«Sono pochi gli eventi storici che, come il monachesimo cristiano, hanno avuto una forza così straordinaria e nello stesso tempo così soffocante, che abbiano conosciuto una spiritualità così alta e una decadenza così profonda, pochi, dunque, che hanno sperimentato tanto amore e tanto odio.» A scrivere così è Franz Overbeck in Le origini del monachesimo, una conferenza tenuta a Jena nel 1867. L’avevo «sistemato» nella casella «amico di Nietzsche», ma una nota in un altro libro mi ha additato l’opera di questo «teologo senza fede», nato a San Pietroburgo nel 1837 (da madre francese cattolica e padre tedesco luterano) e morto a Basilea nel 1905.
Interessantissima, proprio per il suo essere un tentativo di analisi storica e «razionale» e tuttavia scevra di intenti polemici dichiarati, cosa che non fu percepita dai contemporanei teologi che attaccarono, o ignorarono, Overbeck, e ancor più i suoi lavori successivi. D’altra parte, espressa in poche e limpide pagine, la tesi centrale è forte: nato dallo sforzo di preservare l’autenticità del cristianesimo delle origini, il monachesimo ha condotto fuori dal mondo il mito cristiano centrale, quello escatologico, estraniandolo dalla storia; si è poi avvitato nella contraddizione fino a perdere completamente la sua vitalità, a mano a mano che la rivolta degli anacoreti si trasformava nell’obbedienza dei cenobiti.

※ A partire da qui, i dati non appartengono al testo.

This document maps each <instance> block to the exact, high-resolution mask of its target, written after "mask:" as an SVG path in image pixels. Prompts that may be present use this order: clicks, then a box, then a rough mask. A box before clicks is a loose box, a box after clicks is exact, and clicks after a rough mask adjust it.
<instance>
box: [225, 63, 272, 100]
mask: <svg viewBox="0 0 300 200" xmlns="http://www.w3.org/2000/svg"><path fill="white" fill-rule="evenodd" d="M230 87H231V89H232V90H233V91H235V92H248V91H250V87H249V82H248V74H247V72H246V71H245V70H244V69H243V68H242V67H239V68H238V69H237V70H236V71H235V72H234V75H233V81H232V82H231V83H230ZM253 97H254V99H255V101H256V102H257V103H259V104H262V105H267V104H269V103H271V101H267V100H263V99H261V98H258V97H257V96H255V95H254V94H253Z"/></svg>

Gli spunti di estremo interesse sono molti, a partire dall’identificazione del legame originario tra monachesimo (anacoretismo) e martirio. Il monachesimo, infatti, «è un’autoaffermazione del cristianesimo in un momento storico in cui altrimenti rischia di essere divorato», e «poteva pensare di offrire un prodotto sostitutivo per un evento la cui possibile scomparsa causava, già nel III secolo, profonda preoccupazione». Con la cristianizzazione, puramente formale, dello Stato, con le conversioni di massa, i cristiani eredi delle prime comunità dovevano trovare una «nuova frontiera», la Chiesa stessa si preoccupava «di cercare il luogo dove… salvare ciò che ancora rimaneva dell’attitudine spirituale che le era propria e che desiderava mantenere». E quel luogo fu il deserto, dove vennero poste le basi e fatte tutte le esperienze di ciò che sarà per secoli il monachesimo.
Non un deserto qualsiasi, tra l’altro, bensì quello dell’Egitto, «il paese delle meraviglie profane», «la più ricca fucina di orpelli, accumulati qui da ogni dove, con i quali il paganesimo in declino si agghindava» (un armamentario periodicamente rinato e arrivato trionfalmente sino a noi). Qui erano le caratteristiche stesse del luogo a prestarsi particolarmente: «da nessun’altra parte, almeno nell’impero romano di allora, esisteva una natura che, favorendo con il suo clima una rinuncia totale, accostando in modo singolare, in uno spazio relativamente angusto, panorami di luoghi desolati e lussureggiante fertilità, fosse uno specchio migliore dei contrasti dai quali è scaturito lo spirito entusiastico del monachesimo».
E fu così che i cristiani, i più convinti tra loro, per inseguire Cristo e prepararsi al suo secondo avvento, abbandonarono il mondo. Forse, suggerisce Overbeck, per non farvi più ritorno.
(la seconda parte è qui)
Franz Overbeck, Le origini del monachesimo, Edizioni Medusa 2006.
Sul tema cristiani antichi vs mondo mi hai fatto veniere in mente una citazione di Ilario di Poitiers :”Noi non abbiamo più un imperatore anticristiano che ci perseguita, ma dobbiamo lottare contro un persecutore ancora più insidioso, un nemico che lusinga; (ecc ecc) ”
Per quel che ho letto e mi han raccontato, trovo il monachesimo cenobita interessante, un tentativo di preservare cosa fu. Non tutto luccicante, spesso con risvolti che oggi ci suonano da brivido ma affascinante per quel nucleo di rivolta nei confronti di cosa era la normalizzazione
Annarella, direi che hai colto precisamente sia con la citazione di Ilario sia con il riferimento al “nucleo di rivolta” contro la normalizzazione.